Swords of Haven by Simon R. Green
|Book Name:||Swords of Haven|
|Author:||Simon R. Green|
|Formatt:||Paperback / eBook|
|Genre(s):||Fantasy / Mystery / Short Stories|
|Release Date:||June 6, 2006|
Swords of Haven introduces us to Hawk and Fisher; they’re husband and wife, the only truly honourable cops in Haven, a violent and corrupt city filled with monsters, wizards, thieves and politicians. This volume from 2006 collects the first three stories – Hawk & Fisher, Winner Take All, and The God Killer – published between 1990 and 1991. As well as this qualification for Classics Corner, I’d heard much about the author’s Deathstalker series and – the clincher – once took part in a Dungeons and Dragons scenario based on the first book.
Hawk & Fisher introduces our two protagonists, describing them in plenty of detail and showing them in action as the dynamic duo they are. Already, the class of their banter starts to show, a great mix of married couple and police partners that, while somewhat mismatched, complement each other. After this, they’re given the assignment that fills the rest of the story: they are ordered to guard a politician while he attends a party at a wizard’s house. Along with an ensemble of warriors, more politicians and magic-users, they find themselves having to solve a ‘locked room’ murder mystery, one that’s enhanced by magic and the supernatural. The outcome is clever, and could be seen as a little contrived, although all the clues are there. (If you’re interested, my Dungeons and Dragons party couldn’t solve it, either…)
The second story, Winner Takes All, sees our heroes being introduced in great detail again (they do look different to the couple on the cover, I have to say), then being given an assignment to guard a politician. So far, it’s all very similar to the first book, although this time the setting expands to encompass a big area of Haven itself, showing us the lowlifes, the wealthy, and the various factions that are vying for power. Sadly, the surprises in this story are few and far between, and it falls slightly flat after the ingenuity of the first. On the plus side, the characterisation is top-notch, and the author allows us into the heads of villains as well as heroes.
The God Killer ups the fantasy tenfold, dealing with more wizards and the multitude of gods that inhabit the realm, mostly on the Street of Gods in Haven itself. It borders on the surreal at times, but is sufficiently grounded by Hawk and Fisher, who find themselves initially as baffled as the reader. Thankfully, as the story progresses it coalesces into a tightly-knit whodunit, sufficiently different to what has gone before, with motives other than the power of politics. It’s much more heart-warming, too, touching on the nature of faith, in both deities and fellow human beings.

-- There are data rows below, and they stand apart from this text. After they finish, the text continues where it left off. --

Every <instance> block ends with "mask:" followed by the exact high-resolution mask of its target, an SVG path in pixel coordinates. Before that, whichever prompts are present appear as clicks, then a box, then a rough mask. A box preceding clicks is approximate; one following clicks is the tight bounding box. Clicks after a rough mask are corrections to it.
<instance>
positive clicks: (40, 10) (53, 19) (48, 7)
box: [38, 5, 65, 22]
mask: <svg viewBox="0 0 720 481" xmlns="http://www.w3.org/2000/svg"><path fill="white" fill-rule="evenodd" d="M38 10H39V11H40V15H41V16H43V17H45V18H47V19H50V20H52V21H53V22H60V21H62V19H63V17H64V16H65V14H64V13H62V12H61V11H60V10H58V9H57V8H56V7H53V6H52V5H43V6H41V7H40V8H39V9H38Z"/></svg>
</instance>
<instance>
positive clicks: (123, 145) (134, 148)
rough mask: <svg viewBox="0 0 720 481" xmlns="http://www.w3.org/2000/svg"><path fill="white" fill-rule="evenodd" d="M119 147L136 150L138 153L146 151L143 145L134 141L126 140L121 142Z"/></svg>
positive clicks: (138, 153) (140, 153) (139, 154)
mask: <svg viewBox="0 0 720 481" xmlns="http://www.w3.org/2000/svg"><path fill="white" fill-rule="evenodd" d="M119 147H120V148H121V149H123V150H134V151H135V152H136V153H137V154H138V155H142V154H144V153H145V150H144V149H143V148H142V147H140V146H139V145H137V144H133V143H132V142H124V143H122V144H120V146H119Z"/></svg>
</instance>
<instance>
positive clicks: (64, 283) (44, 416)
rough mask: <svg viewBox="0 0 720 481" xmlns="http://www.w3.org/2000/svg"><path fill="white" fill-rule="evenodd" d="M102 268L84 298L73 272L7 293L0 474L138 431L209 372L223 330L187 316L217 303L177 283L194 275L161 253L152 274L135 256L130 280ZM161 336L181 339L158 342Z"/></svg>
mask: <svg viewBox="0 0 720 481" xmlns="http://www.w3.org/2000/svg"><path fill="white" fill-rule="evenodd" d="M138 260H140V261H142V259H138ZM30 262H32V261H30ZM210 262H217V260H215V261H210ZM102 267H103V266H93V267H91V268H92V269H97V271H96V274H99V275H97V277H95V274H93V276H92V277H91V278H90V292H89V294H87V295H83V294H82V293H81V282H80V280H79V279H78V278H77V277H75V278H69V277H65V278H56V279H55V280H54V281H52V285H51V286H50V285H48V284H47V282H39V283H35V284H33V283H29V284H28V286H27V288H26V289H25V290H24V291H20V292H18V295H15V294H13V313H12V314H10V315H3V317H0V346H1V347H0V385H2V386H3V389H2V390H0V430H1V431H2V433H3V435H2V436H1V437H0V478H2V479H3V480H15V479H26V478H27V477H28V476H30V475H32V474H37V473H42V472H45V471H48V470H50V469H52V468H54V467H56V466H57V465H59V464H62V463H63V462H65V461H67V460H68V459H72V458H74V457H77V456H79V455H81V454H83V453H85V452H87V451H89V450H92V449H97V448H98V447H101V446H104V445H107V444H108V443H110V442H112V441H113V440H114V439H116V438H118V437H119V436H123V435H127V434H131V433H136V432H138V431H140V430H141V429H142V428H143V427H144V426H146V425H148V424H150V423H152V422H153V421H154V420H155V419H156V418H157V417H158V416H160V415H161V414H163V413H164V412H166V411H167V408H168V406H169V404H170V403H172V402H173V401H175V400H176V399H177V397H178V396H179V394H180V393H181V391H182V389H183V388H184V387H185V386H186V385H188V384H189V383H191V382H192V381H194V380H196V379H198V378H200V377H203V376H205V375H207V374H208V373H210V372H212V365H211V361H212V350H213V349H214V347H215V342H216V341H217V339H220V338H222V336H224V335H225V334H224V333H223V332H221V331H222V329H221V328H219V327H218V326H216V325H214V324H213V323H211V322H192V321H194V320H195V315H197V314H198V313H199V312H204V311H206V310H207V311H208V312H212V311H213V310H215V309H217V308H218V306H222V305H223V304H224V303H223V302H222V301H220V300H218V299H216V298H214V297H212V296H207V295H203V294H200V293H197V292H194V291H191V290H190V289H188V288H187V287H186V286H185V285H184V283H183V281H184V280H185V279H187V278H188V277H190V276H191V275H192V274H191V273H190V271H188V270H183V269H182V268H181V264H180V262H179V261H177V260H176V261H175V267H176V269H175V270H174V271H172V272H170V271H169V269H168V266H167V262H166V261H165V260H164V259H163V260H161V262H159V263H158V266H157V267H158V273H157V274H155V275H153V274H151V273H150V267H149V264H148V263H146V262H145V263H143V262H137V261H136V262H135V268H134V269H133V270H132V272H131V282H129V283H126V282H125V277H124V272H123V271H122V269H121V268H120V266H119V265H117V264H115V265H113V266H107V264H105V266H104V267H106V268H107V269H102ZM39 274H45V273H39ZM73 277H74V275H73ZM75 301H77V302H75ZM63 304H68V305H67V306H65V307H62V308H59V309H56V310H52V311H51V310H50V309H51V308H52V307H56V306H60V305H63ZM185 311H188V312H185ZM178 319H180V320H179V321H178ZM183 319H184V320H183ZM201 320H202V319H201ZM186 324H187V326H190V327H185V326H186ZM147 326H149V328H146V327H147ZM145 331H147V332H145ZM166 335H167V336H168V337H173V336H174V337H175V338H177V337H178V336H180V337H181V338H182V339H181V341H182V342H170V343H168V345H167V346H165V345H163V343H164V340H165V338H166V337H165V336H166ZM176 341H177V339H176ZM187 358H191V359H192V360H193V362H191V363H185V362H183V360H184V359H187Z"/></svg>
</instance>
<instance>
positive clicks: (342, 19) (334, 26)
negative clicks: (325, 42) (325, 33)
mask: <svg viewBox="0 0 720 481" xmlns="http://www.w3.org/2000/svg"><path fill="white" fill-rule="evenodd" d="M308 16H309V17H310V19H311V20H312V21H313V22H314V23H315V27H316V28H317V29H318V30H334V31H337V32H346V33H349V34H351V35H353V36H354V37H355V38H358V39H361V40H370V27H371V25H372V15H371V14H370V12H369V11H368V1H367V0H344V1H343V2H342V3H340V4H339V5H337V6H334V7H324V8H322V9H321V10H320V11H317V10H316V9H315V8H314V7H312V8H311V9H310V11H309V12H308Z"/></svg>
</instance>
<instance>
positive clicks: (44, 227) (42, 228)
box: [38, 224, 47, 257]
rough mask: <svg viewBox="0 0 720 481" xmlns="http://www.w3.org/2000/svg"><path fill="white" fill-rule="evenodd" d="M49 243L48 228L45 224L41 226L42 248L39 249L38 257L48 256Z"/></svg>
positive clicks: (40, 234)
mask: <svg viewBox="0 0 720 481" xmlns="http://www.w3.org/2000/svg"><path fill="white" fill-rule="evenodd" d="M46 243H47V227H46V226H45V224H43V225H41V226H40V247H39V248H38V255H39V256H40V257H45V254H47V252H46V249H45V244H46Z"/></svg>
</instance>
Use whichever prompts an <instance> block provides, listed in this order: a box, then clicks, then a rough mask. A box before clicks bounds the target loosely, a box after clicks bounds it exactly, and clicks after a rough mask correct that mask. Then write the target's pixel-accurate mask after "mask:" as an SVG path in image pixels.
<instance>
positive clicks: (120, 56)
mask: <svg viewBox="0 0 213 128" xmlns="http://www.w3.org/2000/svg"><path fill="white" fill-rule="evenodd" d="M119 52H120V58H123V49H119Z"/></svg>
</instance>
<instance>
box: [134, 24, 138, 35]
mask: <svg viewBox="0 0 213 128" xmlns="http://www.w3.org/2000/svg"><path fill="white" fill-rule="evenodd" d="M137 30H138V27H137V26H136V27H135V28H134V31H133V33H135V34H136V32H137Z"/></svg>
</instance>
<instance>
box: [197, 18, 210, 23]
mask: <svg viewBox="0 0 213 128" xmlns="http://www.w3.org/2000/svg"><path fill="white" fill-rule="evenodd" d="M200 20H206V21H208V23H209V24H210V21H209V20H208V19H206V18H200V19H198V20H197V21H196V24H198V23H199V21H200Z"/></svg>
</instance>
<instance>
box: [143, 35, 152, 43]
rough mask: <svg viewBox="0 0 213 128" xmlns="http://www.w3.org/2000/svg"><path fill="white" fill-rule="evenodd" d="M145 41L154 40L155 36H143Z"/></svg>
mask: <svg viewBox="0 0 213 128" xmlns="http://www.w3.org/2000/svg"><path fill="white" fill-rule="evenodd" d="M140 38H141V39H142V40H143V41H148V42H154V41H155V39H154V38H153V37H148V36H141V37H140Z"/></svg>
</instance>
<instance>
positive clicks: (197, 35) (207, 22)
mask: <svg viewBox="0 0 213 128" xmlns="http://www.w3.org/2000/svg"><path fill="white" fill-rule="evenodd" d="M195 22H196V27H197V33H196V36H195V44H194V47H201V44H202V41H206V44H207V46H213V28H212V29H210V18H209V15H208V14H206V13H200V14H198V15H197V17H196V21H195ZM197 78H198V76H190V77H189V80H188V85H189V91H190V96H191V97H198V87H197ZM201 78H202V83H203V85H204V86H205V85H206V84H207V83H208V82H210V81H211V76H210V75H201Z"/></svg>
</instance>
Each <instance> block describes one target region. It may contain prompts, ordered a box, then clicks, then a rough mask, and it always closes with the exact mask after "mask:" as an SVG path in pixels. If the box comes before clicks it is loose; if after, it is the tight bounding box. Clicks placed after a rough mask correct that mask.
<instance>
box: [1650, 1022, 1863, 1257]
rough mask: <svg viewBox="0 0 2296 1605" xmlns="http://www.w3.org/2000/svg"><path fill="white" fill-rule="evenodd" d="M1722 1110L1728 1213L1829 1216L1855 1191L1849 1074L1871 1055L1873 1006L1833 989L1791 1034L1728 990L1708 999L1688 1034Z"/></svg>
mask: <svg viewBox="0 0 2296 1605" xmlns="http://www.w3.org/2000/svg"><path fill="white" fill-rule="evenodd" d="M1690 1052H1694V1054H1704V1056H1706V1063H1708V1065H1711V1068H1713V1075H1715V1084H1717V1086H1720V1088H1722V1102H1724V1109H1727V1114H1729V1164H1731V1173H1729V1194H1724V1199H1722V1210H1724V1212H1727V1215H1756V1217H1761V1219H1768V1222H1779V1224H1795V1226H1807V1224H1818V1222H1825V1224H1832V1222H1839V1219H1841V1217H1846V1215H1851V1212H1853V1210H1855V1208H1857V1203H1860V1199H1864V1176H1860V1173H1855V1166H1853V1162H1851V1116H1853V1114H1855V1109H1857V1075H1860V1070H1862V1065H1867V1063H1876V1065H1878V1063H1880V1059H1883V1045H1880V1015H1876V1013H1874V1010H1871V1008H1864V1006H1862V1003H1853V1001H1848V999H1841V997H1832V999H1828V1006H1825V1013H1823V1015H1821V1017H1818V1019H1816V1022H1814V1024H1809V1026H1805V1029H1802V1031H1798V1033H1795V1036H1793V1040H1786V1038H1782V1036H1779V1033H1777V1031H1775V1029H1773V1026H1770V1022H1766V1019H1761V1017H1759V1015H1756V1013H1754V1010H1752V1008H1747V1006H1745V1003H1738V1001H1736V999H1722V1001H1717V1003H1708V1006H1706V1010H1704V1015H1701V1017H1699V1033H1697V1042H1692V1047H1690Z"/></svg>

All of these stories are comparatively short – averaging at around 180 pages each, they’re an ideal read for a rainy afternoon – which means that the plots are kept tight, our heroes always moving from one clue to the next. It’s a format that admittedly works well, but extra length could have benefited each tale, adding in a few more red herrings and giving our main characters a chance to develop more; as it is, it feels we are merely scratching the surface of this world. That said, Hawk and Fisher shine; a duo that are intelligent and witty, yet can still handle themselves in a fight, of which there a plenty.
With regard to the fantasy element, there’s little new ground broken (a sign of the times from when they were written, perhaps?) but there doesn’t need to be; where Green captures the imagination is by mixing the genre with the police procedural drama that has dominated our TV screens for decades. A few times it can seem jarring – one character mentions Christianity as his religion while another is referred to as a ‘forensic magician’, making one wonder if Haven’s world is somehow tied in with our own – but for the most part, the author pulls it off very well.
Throughout all this, the characters and the situations in which they find themselves are always entertaining, ensuring that the reader is constantly having fun, while trying to second-guess the writer. Given the apparent success of genre TV at the moment, I can’t help thinking that these three refreshing and diverting stories would make excellent episodes of what would be a unique detective show, starring an engaging pair of heroes. Castle meets Game of Thrones, anyone?